Der praktische Ratgeber zum Meistern des Alltags mit ADHS
„ADHS bei Erwachsenen“ ist laut Einband ein „[…] praktische[r] Ratgeber zum Meistern des Alltags mit ADHS“. Das schmale Büchlein kann mit Sicherheit beanspruchen, praktisch zu sein. Zum „Meistern“ des Alltags kann es ein Baustein sein, aber für sich genommen lässt es den Leser mit einigen Lücken zurück. Ist Svenja Holds Werk gekonnt auf das Wesentliche fokussiert oder zu knapp, um wirklich nützlich zu sein? Im Folgenden meine Eindrücke:
Das Buch kann grob in einen Fachbuch- und einen Strategieteil gegliedert werden. Zwischen den beiden Buchabschnitten finden sich die Kapitel “Der Weg zur Therapie” und ein ADHS-Selbsttest.
Fachbuch-Teil
In den ersten zwei Dritteln werden viele Aspekte des Alltags mit Aufmerksamkeitsschwäche vorgestellt. Von ICD- und DSM-Codierungen über gängige Vorurteile bis hin zu Wirkmechanismen von Medikamenten wird in der Breite eine Vielzahl an Themen angerissen. Auf den etwa 80 Seiten wird in 10 Kapiteln eine Vielzahl an Themen – von denen viele eigene Bücher füllen könnten – abgehandelt. Die kurze und stark gegliederte Schreibweise macht es Betroffenen oder Angehörigen leicht, sich einen Überblick zu verschaffen.
Weg zur Therapie und Selbsttest
Das daran anschließende Kapitel: „Der Weg zur Therapie“ bleibt dem Stil des ersten Teils weitgehend treu: Die Abschnitte sind kurz und halten sich nicht an Details auf. Der typische Weg zur Behandlung wird skizziert und auch auf einige Fallstricke hingewiesen.

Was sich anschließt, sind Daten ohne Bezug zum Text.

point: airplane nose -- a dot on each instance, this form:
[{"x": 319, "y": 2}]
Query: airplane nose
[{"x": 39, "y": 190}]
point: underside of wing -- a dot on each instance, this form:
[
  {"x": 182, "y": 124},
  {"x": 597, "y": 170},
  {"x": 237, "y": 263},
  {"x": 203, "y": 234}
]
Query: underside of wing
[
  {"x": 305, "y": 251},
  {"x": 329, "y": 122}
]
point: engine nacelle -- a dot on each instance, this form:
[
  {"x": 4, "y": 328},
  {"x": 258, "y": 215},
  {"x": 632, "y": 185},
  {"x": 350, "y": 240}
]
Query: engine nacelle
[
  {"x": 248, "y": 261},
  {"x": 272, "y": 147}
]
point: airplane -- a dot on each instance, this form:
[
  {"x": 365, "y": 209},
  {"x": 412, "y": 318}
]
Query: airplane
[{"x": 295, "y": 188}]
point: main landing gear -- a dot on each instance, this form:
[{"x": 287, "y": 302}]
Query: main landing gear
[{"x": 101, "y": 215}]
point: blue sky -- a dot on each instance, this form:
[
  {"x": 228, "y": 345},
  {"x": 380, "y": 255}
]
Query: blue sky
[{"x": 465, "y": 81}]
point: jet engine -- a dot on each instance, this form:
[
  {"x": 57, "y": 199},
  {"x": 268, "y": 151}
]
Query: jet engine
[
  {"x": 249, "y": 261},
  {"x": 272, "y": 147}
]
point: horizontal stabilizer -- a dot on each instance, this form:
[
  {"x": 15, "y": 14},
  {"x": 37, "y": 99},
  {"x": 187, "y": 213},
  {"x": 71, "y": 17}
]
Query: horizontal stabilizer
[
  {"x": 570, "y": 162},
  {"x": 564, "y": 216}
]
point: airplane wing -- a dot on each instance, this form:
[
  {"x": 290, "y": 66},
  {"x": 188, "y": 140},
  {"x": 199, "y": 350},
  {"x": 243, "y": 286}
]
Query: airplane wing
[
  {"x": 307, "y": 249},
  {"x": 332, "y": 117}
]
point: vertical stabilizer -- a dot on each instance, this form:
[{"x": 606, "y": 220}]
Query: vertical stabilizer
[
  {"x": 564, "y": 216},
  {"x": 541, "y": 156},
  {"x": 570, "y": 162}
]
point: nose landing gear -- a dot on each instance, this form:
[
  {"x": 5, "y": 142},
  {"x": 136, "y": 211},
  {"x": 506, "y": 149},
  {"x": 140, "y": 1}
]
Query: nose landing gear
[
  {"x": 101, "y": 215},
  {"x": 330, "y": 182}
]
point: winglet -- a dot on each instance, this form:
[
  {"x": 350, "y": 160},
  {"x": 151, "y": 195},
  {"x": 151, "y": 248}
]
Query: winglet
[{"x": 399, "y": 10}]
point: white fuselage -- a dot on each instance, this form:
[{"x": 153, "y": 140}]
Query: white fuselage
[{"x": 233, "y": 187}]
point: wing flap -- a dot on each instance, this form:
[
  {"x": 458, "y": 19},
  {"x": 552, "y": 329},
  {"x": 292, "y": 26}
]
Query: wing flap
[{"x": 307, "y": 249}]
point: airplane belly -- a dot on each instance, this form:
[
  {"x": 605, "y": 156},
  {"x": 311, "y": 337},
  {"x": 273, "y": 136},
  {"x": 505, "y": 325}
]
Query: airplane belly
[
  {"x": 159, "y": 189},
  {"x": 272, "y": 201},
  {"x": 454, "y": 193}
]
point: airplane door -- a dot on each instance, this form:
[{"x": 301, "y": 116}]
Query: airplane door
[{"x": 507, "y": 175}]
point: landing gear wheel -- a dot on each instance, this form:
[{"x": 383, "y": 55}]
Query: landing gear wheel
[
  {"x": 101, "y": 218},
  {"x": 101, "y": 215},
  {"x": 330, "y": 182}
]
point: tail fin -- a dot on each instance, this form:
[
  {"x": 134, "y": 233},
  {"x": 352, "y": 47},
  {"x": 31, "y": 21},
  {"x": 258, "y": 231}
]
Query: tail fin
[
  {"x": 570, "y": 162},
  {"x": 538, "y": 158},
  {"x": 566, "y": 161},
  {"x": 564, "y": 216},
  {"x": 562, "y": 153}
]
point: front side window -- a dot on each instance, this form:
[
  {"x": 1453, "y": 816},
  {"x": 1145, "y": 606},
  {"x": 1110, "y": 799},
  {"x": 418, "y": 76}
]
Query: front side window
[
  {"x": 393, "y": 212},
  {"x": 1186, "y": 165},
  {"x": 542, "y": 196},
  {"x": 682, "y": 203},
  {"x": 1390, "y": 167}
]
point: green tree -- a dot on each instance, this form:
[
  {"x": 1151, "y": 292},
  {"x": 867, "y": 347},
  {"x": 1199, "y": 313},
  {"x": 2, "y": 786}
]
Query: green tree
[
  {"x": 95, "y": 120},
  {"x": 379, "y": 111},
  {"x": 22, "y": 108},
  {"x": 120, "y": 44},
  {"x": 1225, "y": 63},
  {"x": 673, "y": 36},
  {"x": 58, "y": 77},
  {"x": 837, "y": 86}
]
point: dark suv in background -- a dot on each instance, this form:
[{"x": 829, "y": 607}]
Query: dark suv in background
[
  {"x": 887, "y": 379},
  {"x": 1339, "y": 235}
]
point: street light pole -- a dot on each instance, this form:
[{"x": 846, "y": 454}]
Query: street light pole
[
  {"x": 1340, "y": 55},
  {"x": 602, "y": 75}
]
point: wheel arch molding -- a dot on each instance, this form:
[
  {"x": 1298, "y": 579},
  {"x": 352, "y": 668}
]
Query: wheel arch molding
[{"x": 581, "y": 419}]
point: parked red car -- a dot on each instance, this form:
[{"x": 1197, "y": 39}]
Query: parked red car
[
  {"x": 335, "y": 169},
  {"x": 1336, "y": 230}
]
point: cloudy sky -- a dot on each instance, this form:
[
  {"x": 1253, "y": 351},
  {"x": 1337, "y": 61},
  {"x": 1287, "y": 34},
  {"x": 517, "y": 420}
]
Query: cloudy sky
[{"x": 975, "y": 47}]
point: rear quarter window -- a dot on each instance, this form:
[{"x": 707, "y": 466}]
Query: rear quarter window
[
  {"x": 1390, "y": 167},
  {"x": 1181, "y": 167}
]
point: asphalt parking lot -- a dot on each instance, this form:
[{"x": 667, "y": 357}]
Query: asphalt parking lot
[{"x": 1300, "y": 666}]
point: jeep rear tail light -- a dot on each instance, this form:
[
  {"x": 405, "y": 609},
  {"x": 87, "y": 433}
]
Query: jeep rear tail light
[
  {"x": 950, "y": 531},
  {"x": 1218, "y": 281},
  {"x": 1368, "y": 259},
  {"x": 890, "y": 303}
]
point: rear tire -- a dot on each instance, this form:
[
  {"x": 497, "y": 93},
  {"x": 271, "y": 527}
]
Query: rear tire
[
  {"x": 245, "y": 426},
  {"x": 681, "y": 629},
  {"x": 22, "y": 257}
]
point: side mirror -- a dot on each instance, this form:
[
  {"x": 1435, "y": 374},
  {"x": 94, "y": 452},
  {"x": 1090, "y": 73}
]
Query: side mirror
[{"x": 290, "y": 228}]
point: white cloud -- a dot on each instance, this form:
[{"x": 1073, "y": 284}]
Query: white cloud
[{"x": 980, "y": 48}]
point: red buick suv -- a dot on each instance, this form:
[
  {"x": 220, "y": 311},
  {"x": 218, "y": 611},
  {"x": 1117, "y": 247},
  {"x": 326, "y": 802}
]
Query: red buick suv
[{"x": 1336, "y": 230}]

Darauf folgt der schwächste Teil des Buches: der Selbsttest: Durch das Beantworten von 40 Ja/Nein-Fragen soll man die Möglichkeit bekommen, zu beurteilen “[...] ob [man] von dieser Störungsform betroffen [ist...]”. Selbst beim Test jede Frage mit “nein” beantwortet wird, ist das Resultat:
„Eine Rücksprache mit ärztlichem Personal ist in jedem Fall sinnvoll.“
Svenja Hold ist sich – das wird in anderen Kapiteln ausgeführt – der Schwierigkeiten bewusst, die Personen von einer ADHS-Diagnostik absehen lassen. Insofern ist der Test wohl eher als Einladung zu verstehen, sich an die entsprechenden Stellen zu wenden.
Hier zeigt sich aber auch eine der Schwächen des Bandes: Für versierte Leser kann die bewusst gewählte Simplizität Anstoß erwecken. Ein Test, der in Jedem Fall „Geh zum Arzt“ ergibt, kann unter Umständen respektlos wirken. ADHS gilt zu Recht nicht mehr als Kinderkrankheit, der Test ist aber als Mittel und in seiner Gestaltung für Erwachsene möglicherweise nicht angemessen.
Ratgeber-Teil
Die anschließenden Kapitel sind als Anleitung für ein 5-Wochen-Programm angelegt. Hier werden Übungen und Methoden vorgestellt, mit denen man verschiedene Alltagsprobleme angehen kann. Die vorgeschlagenen Herangehensweisen wie Achtsamkeit, Entspannung und Affirmationen kommen dem Leser sicher bekannt vor,
wenn dieser schon etwas recherchiert hat. Befindet man sich noch auf der Suche nach dem eigenen Alltags-Bewältigungs-Stil, kann man durchaus eine breite Einführung in verschiedene Herangehensweisen bekommen.
Auf sich allein gestellt wird es aber selbst motivierteren ADHSlern schwerfallen, das 5 -Wochen-Programm in 5 Wochen durchzuführen. Die Übungen sind knapp beschrieben und es wird betont, dass “ … es eine lange Zeit dauern kann, bis […] erste Erfolge […] “ eintreten. Ganz ohne Unterstützung durch Therapeuten oder Angehörige sind die dargestellten Techniken wohl schwer nachhaltig umzusetzen. Mit einer kurzen Linkliste und einer Auflistung von Merksätzen endet „ADHS bei Erwachsenen“ schließlich.
Fazit
Das Buch ist insgesamt bedingt empfehlenswert. Selbsttest und Strategieteil sind für sich genommen für die Meisten wohl wenig nützlich. Hat man schon etwas Einblick, wird wahrscheinlich auch im einführenden Fachbuchteil nicht viel Neues herauskommen.
Der kompakte Band kann aber durchaus interessant sein. Am besten eignet sich “ADHS bei Erwachsenen” wohl als Einführung:
Einerseits ein einfaches, kurzes Fachbuch, das man durcharbeiten kann, um Anregungen für weitere Beschäftigung mit der Materie zu finden. Andrerseits eine Liste von Strategie-Vorschlägen, unter denen man – mit Unterstützung - die individuell passenden ausprobieren und gegebenenfalls weiterverfolgen kann.